What Does Vitamin D Do?

Many of you have likely heard about Vitamin D but are unaware of what is it and what it actually does for your body. So let’s tackle this topic and break down what vitamin D does in your body.

Vitamin D is a fat soluble vitamin that is vital to your health; in other words, your body stores these vitamins in your fatty tissue. Because of that, they are not needed in large amounts through diet. Only small amounts of it on a regular basis aid your body in functioning properly.

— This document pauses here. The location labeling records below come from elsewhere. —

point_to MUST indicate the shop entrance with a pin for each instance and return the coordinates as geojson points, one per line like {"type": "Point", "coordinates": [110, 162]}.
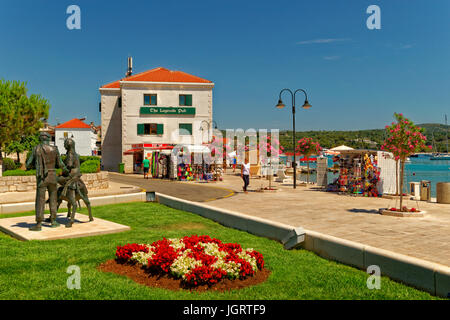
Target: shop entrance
{"type": "Point", "coordinates": [138, 157]}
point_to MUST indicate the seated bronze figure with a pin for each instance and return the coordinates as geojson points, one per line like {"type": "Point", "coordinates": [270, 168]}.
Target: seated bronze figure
{"type": "Point", "coordinates": [72, 188]}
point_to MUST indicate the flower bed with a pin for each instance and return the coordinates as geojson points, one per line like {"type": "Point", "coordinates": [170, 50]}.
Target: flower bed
{"type": "Point", "coordinates": [195, 260]}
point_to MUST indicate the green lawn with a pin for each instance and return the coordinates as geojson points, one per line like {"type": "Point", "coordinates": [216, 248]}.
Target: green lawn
{"type": "Point", "coordinates": [37, 269]}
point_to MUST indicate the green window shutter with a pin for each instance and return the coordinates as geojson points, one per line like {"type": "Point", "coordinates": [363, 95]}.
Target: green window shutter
{"type": "Point", "coordinates": [140, 128]}
{"type": "Point", "coordinates": [189, 100]}
{"type": "Point", "coordinates": [159, 128]}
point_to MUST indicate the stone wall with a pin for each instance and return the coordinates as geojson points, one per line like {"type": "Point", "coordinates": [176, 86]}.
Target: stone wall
{"type": "Point", "coordinates": [28, 183]}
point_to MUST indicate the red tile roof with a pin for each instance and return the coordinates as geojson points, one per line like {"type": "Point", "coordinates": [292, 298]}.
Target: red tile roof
{"type": "Point", "coordinates": [159, 75]}
{"type": "Point", "coordinates": [73, 124]}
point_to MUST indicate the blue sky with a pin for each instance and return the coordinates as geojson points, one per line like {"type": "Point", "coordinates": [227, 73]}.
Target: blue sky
{"type": "Point", "coordinates": [356, 78]}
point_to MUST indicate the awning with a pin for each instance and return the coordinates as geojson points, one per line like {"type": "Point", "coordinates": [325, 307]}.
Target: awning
{"type": "Point", "coordinates": [132, 151]}
{"type": "Point", "coordinates": [341, 148]}
{"type": "Point", "coordinates": [194, 148]}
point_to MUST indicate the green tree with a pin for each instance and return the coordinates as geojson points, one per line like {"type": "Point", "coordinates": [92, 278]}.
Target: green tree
{"type": "Point", "coordinates": [26, 143]}
{"type": "Point", "coordinates": [404, 139]}
{"type": "Point", "coordinates": [21, 115]}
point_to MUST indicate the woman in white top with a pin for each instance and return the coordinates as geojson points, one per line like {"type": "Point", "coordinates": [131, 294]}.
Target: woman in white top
{"type": "Point", "coordinates": [245, 174]}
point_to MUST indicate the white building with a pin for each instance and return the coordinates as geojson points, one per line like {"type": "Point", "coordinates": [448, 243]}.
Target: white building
{"type": "Point", "coordinates": [82, 133]}
{"type": "Point", "coordinates": [155, 109]}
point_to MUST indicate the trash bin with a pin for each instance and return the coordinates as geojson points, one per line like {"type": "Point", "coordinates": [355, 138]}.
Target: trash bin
{"type": "Point", "coordinates": [443, 192]}
{"type": "Point", "coordinates": [425, 190]}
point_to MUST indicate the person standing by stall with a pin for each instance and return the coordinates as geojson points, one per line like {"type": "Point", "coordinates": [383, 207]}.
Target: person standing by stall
{"type": "Point", "coordinates": [245, 174]}
{"type": "Point", "coordinates": [146, 166]}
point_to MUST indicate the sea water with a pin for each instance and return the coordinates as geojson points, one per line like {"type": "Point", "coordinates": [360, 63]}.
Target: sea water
{"type": "Point", "coordinates": [420, 168]}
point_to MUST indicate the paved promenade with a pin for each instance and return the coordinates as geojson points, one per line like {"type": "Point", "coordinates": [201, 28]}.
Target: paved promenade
{"type": "Point", "coordinates": [342, 216]}
{"type": "Point", "coordinates": [348, 217]}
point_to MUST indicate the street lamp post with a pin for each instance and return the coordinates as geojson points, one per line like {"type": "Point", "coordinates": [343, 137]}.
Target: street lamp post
{"type": "Point", "coordinates": [306, 105]}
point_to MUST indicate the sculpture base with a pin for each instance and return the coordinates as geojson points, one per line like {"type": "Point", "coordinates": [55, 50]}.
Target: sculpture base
{"type": "Point", "coordinates": [19, 227]}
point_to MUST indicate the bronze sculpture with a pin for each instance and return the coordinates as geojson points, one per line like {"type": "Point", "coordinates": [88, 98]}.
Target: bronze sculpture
{"type": "Point", "coordinates": [72, 188]}
{"type": "Point", "coordinates": [46, 158]}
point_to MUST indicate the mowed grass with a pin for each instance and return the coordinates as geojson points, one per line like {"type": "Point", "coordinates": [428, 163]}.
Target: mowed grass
{"type": "Point", "coordinates": [37, 269]}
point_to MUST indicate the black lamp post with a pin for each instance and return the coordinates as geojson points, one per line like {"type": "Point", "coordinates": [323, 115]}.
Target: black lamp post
{"type": "Point", "coordinates": [306, 105]}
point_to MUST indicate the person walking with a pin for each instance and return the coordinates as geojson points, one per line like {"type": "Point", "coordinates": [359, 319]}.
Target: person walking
{"type": "Point", "coordinates": [245, 174]}
{"type": "Point", "coordinates": [146, 166]}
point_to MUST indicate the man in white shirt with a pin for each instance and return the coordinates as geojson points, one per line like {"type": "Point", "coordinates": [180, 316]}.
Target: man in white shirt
{"type": "Point", "coordinates": [245, 173]}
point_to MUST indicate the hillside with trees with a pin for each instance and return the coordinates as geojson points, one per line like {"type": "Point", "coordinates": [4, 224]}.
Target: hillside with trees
{"type": "Point", "coordinates": [364, 139]}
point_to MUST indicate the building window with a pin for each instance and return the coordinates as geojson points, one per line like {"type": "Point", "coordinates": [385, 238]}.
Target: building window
{"type": "Point", "coordinates": [185, 99]}
{"type": "Point", "coordinates": [150, 99]}
{"type": "Point", "coordinates": [185, 129]}
{"type": "Point", "coordinates": [150, 129]}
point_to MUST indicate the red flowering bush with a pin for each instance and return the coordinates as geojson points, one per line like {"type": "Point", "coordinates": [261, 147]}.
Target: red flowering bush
{"type": "Point", "coordinates": [196, 259]}
{"type": "Point", "coordinates": [404, 138]}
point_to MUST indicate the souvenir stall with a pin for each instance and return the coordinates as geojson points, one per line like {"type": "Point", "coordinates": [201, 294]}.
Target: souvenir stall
{"type": "Point", "coordinates": [193, 164]}
{"type": "Point", "coordinates": [159, 156]}
{"type": "Point", "coordinates": [359, 173]}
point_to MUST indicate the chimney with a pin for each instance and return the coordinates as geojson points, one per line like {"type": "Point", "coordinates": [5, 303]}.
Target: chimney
{"type": "Point", "coordinates": [130, 67]}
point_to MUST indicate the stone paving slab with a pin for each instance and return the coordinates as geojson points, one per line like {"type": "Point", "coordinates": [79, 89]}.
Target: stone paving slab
{"type": "Point", "coordinates": [18, 228]}
{"type": "Point", "coordinates": [352, 218]}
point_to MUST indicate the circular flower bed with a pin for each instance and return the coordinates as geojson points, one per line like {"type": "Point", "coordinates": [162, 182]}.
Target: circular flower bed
{"type": "Point", "coordinates": [195, 260]}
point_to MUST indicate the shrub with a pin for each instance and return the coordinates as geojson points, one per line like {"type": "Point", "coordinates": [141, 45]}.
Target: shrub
{"type": "Point", "coordinates": [90, 166]}
{"type": "Point", "coordinates": [19, 172]}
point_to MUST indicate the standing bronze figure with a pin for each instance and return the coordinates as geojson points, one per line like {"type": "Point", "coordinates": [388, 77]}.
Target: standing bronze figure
{"type": "Point", "coordinates": [45, 158]}
{"type": "Point", "coordinates": [72, 188]}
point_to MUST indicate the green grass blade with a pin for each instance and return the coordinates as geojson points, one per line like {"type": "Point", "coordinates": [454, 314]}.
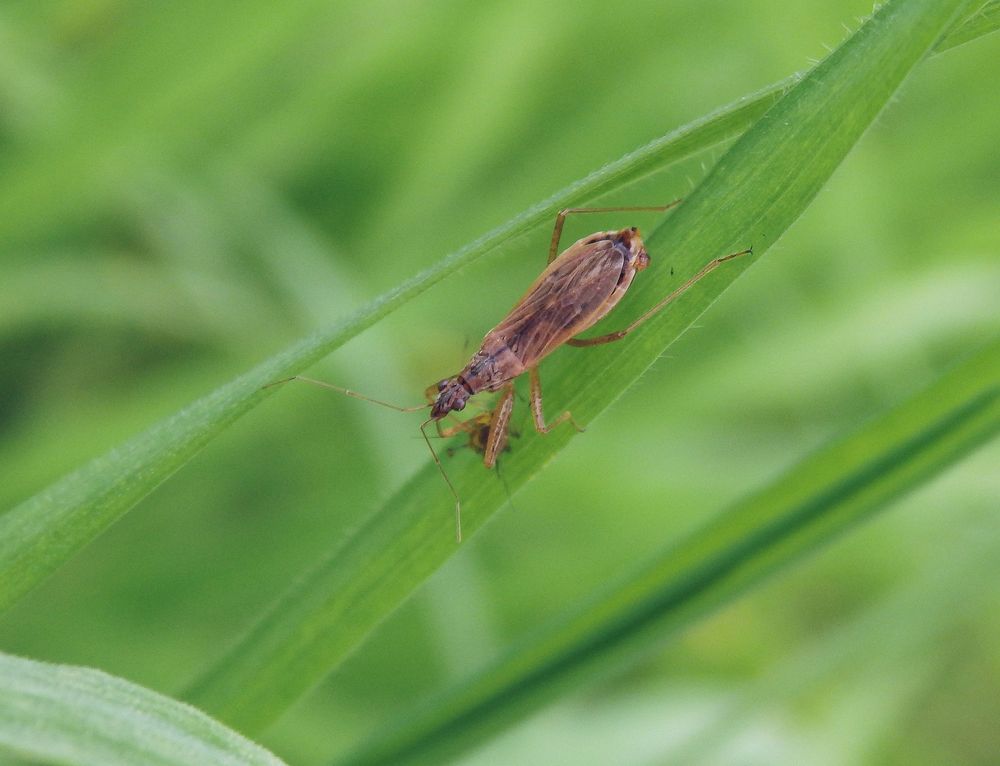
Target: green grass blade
{"type": "Point", "coordinates": [982, 22]}
{"type": "Point", "coordinates": [819, 498]}
{"type": "Point", "coordinates": [755, 192]}
{"type": "Point", "coordinates": [58, 714]}
{"type": "Point", "coordinates": [37, 536]}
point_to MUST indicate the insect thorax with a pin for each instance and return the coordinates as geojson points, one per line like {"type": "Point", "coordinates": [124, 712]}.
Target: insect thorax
{"type": "Point", "coordinates": [492, 366]}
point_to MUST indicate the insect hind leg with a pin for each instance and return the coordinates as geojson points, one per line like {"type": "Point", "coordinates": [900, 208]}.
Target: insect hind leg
{"type": "Point", "coordinates": [536, 407]}
{"type": "Point", "coordinates": [649, 313]}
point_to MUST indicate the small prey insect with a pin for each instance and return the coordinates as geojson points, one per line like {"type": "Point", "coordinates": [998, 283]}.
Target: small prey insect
{"type": "Point", "coordinates": [576, 290]}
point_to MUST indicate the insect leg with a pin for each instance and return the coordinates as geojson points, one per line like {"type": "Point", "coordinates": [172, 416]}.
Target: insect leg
{"type": "Point", "coordinates": [499, 423]}
{"type": "Point", "coordinates": [536, 407]}
{"type": "Point", "coordinates": [561, 219]}
{"type": "Point", "coordinates": [613, 336]}
{"type": "Point", "coordinates": [347, 392]}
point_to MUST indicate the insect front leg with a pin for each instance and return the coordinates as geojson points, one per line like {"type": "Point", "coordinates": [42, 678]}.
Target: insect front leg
{"type": "Point", "coordinates": [649, 313]}
{"type": "Point", "coordinates": [499, 423]}
{"type": "Point", "coordinates": [536, 407]}
{"type": "Point", "coordinates": [561, 219]}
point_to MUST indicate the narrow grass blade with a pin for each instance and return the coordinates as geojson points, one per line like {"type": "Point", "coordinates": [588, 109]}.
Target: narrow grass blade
{"type": "Point", "coordinates": [37, 536]}
{"type": "Point", "coordinates": [751, 197]}
{"type": "Point", "coordinates": [818, 499]}
{"type": "Point", "coordinates": [58, 714]}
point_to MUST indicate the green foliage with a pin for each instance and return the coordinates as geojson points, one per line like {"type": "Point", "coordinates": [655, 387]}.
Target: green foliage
{"type": "Point", "coordinates": [57, 714]}
{"type": "Point", "coordinates": [198, 220]}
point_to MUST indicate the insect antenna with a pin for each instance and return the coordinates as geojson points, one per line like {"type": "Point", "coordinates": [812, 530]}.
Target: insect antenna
{"type": "Point", "coordinates": [506, 487]}
{"type": "Point", "coordinates": [347, 392]}
{"type": "Point", "coordinates": [437, 460]}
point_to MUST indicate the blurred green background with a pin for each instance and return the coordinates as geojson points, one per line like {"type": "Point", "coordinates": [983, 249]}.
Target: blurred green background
{"type": "Point", "coordinates": [187, 187]}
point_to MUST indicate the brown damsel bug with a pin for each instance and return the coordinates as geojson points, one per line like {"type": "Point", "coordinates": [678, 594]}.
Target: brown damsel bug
{"type": "Point", "coordinates": [575, 291]}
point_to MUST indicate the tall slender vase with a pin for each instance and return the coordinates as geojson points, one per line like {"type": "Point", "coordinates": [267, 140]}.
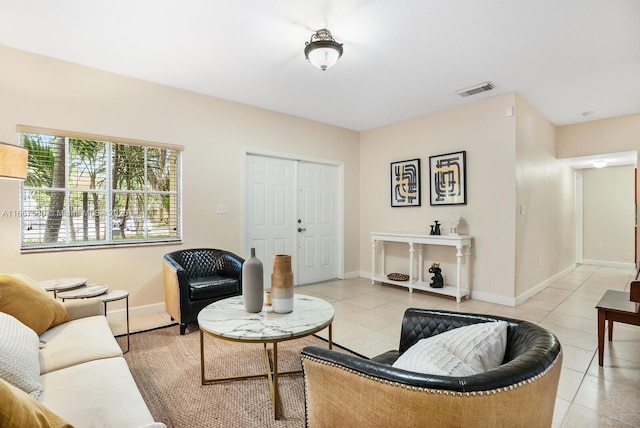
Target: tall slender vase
{"type": "Point", "coordinates": [252, 283]}
{"type": "Point", "coordinates": [282, 284]}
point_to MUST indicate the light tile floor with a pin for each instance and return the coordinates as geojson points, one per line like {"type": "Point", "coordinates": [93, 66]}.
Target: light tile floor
{"type": "Point", "coordinates": [368, 321]}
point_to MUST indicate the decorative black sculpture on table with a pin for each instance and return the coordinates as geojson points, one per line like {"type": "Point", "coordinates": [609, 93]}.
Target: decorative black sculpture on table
{"type": "Point", "coordinates": [437, 281]}
{"type": "Point", "coordinates": [435, 228]}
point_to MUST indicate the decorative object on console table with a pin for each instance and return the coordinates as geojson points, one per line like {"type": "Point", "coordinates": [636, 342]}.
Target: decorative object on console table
{"type": "Point", "coordinates": [252, 283]}
{"type": "Point", "coordinates": [448, 179]}
{"type": "Point", "coordinates": [405, 183]}
{"type": "Point", "coordinates": [282, 284]}
{"type": "Point", "coordinates": [437, 281]}
{"type": "Point", "coordinates": [395, 276]}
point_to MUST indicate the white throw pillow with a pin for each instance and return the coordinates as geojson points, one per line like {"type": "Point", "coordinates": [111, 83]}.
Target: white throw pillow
{"type": "Point", "coordinates": [462, 351]}
{"type": "Point", "coordinates": [19, 361]}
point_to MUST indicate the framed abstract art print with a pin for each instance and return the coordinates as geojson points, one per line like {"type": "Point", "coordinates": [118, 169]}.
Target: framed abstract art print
{"type": "Point", "coordinates": [448, 179]}
{"type": "Point", "coordinates": [405, 183]}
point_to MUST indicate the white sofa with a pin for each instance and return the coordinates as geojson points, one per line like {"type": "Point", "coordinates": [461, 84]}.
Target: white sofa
{"type": "Point", "coordinates": [84, 378]}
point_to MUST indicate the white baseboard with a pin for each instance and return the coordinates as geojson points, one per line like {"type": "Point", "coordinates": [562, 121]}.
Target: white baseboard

In the presence of sunlight, our integumentary system, or skin, naturally produces Vitamin D. Because you are not likely to be outside absorbing sunlight every day to make that process happen, it is necessary to get Vitamin D through your diet with either high­ quality foods or supplementation, as well. Luckily, it is well within your control to take the appropriate measures to ensure that you are not and do not become Vitamin D deficient.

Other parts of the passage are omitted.